Biografie
Andreas Papandreou wurde am 5. Februar 1919 auf der griechischen Insel Chios geboren. Er zählt zu den bedeutendsten Politikern Griechenlands und war von 1981 bis 1989 sowie von 1993 bis 1996 Premierminister.
Seine Ausbildung begann er am American College in Athen und schloss anschließend sein Studium an der juristischen Fakultät der Universität Athen ab. In jungen Jahren wurde er wegen des Vorwurfs des Trotskismus festgenommen, kam jedoch durch das Eingreifen seines Vaters, Georgios Papandreou, wieder frei. Im Jahr 1959 wurde er vom griechischen Premierminister Konstantinos Karamanlis eingeladen, die Leitung des Programms für wirtschaftliche Entwicklung und Forschung zu übernehmen.
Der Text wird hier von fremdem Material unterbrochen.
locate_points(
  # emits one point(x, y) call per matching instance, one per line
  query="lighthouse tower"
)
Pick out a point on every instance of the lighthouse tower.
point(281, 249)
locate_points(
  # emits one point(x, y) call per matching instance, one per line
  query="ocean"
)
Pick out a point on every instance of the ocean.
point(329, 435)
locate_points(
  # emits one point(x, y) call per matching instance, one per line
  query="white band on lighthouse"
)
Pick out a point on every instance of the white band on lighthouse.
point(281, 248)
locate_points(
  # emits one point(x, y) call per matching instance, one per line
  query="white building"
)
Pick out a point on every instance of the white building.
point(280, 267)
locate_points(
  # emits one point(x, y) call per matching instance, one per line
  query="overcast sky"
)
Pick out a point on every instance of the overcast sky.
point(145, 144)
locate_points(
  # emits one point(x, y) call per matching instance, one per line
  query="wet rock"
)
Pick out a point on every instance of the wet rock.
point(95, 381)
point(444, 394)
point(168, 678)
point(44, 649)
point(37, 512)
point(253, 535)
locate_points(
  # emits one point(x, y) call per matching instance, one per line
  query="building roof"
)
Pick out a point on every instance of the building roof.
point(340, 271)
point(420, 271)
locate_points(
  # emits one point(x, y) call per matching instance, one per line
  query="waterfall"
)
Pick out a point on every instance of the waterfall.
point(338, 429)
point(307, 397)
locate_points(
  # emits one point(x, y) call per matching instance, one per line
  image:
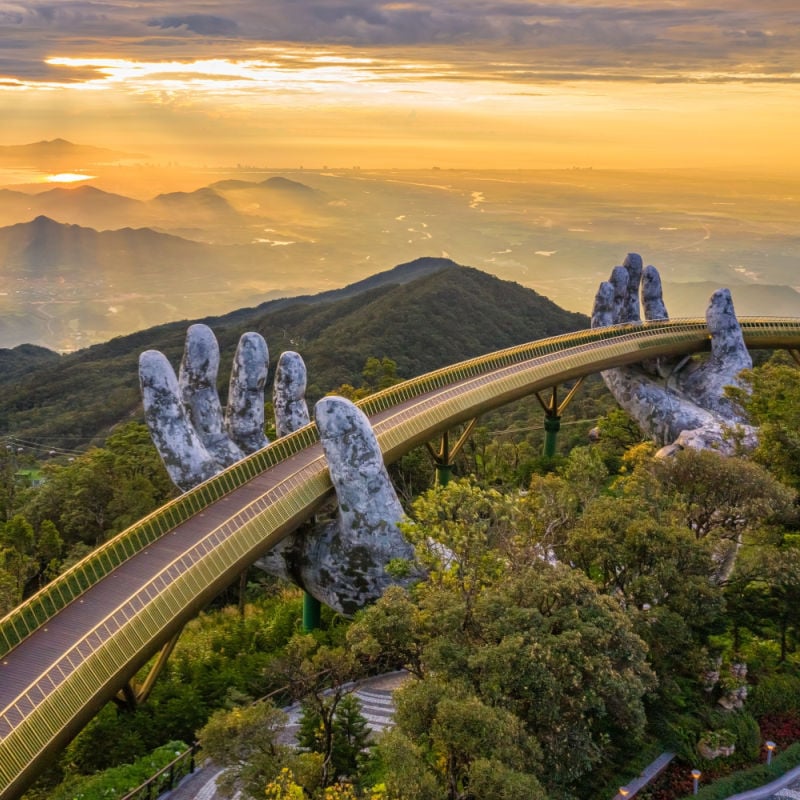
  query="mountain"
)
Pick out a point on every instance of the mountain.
point(66, 285)
point(88, 206)
point(20, 361)
point(46, 249)
point(56, 150)
point(423, 315)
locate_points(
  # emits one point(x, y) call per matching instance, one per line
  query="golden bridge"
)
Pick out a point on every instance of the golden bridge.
point(80, 641)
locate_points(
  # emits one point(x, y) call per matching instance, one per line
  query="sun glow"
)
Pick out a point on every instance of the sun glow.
point(68, 177)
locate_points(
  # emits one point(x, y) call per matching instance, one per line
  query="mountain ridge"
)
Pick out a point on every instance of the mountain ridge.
point(423, 315)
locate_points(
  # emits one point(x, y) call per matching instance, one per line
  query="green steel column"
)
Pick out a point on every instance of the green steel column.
point(311, 613)
point(552, 425)
point(443, 473)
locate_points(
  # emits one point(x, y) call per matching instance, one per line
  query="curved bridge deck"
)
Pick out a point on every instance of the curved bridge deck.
point(67, 650)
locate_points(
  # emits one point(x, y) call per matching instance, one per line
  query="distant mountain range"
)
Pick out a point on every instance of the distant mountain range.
point(81, 265)
point(45, 152)
point(423, 315)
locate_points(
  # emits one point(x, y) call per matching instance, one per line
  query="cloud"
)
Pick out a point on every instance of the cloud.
point(202, 24)
point(581, 40)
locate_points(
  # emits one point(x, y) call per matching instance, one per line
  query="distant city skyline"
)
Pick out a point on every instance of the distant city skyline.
point(452, 83)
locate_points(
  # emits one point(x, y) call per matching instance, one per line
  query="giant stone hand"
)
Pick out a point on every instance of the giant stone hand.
point(679, 403)
point(343, 563)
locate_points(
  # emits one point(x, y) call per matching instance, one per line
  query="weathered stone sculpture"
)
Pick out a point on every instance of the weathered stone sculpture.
point(343, 563)
point(679, 403)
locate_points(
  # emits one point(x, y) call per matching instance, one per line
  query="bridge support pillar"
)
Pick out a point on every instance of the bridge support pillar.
point(134, 694)
point(312, 609)
point(443, 457)
point(553, 410)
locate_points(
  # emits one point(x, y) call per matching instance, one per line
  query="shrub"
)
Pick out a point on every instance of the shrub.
point(775, 694)
point(118, 781)
point(751, 778)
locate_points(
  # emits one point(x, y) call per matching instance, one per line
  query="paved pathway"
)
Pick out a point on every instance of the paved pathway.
point(785, 788)
point(375, 695)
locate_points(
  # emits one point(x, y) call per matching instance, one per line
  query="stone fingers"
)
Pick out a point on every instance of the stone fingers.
point(244, 416)
point(367, 536)
point(630, 307)
point(289, 394)
point(186, 459)
point(653, 295)
point(197, 380)
point(728, 358)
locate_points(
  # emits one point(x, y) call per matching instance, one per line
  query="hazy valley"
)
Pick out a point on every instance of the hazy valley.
point(81, 265)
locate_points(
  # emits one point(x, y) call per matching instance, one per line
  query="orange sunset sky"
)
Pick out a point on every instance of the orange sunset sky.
point(448, 83)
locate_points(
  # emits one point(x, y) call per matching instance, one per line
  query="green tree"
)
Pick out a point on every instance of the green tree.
point(320, 675)
point(17, 559)
point(349, 739)
point(770, 398)
point(245, 741)
point(516, 634)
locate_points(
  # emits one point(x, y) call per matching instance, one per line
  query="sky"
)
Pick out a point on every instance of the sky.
point(501, 84)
1964 wurde er als Abgeordneter aus der Geburtsregion seines Vaters, Akaia, ins Parlament gewählt. Nach dem Militärputsch von 1967 wurde er verhaftet und verbrachte acht Monate im Gefängnis, bevor er unter dem Druck der US-amerikanischen Regierung sein Land verließ. Während seiner Zeit im Exil distanzierte er sich von seinen sozialdemokratischen Ansichten und wandte sich radikalen nationalistischen Erneuerungsansätzen zu.
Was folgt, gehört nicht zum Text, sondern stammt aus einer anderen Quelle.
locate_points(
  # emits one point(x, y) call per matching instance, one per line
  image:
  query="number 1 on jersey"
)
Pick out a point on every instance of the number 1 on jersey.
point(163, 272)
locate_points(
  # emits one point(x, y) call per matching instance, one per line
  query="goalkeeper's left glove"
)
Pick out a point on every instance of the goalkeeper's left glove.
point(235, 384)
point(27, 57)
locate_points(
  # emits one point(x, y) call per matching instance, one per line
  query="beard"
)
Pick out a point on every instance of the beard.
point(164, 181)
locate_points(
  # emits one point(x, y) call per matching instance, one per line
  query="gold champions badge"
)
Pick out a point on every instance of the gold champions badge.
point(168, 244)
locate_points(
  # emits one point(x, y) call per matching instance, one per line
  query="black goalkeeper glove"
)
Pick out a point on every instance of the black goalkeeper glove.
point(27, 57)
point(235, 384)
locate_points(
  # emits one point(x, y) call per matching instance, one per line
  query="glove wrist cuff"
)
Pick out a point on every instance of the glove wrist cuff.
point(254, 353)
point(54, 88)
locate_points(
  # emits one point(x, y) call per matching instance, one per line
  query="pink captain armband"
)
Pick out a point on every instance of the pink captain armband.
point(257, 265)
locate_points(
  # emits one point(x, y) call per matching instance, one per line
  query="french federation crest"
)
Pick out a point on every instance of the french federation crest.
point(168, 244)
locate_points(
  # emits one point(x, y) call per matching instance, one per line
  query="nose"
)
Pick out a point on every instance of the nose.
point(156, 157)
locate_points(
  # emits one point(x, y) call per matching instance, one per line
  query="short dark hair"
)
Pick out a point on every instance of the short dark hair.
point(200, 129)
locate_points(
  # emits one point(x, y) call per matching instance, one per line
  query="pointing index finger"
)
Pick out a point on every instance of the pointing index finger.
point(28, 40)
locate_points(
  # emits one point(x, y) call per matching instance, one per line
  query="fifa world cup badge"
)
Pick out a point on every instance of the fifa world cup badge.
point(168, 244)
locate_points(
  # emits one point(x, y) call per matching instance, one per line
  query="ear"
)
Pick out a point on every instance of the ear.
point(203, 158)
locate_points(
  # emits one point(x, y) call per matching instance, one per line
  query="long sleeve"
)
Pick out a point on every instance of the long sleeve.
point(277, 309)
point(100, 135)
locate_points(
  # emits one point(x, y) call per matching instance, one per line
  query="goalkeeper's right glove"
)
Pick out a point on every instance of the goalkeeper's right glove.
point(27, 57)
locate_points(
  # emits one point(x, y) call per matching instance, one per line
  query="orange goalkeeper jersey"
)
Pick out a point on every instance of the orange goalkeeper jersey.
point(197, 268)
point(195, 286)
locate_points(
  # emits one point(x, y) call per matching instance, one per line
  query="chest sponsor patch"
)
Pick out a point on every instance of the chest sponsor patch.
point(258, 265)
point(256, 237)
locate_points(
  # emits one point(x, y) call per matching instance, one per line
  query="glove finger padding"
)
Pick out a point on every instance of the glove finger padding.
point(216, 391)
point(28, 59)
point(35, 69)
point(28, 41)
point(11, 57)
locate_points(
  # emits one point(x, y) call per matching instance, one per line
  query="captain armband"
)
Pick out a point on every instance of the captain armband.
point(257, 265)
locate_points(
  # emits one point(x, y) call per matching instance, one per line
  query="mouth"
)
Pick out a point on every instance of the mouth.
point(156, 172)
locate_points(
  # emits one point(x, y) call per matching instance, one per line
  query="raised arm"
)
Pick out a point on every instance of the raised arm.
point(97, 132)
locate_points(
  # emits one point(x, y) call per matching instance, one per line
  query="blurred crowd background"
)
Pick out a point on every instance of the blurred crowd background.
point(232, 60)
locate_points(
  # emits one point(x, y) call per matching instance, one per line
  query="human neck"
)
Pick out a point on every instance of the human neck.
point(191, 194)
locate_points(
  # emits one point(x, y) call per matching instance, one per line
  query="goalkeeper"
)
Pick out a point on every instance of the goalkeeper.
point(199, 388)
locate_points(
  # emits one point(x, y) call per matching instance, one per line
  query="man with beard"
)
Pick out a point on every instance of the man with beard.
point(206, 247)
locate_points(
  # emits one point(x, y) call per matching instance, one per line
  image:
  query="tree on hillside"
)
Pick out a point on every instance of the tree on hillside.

Nach dem Sturz der Militärjunta im Jahr 1974 kehrte Papandreou nach Griechenland zurück und rief die Gründung der Panhellenischen Sozialistischen Bewegung (PASOK) ins Leben. Bei den Wahlen 1981 errang seine Partei einen überwältigenden Sieg, und er wurde der erste sozialistische Premierminister Griechenlands. In seiner Amtszeit führte er verschiedene soziale Reformen durch.
1989 trennte er sich von seiner US-amerikanischen Frau Margaret Chant und heiratete die 36 Jahre jüngere Dimitra Liani. Aufgrund gesundheitlicher Probleme trat er 1996 von seinem Amt als Premierminister zurück und verstarb noch im selben Jahr.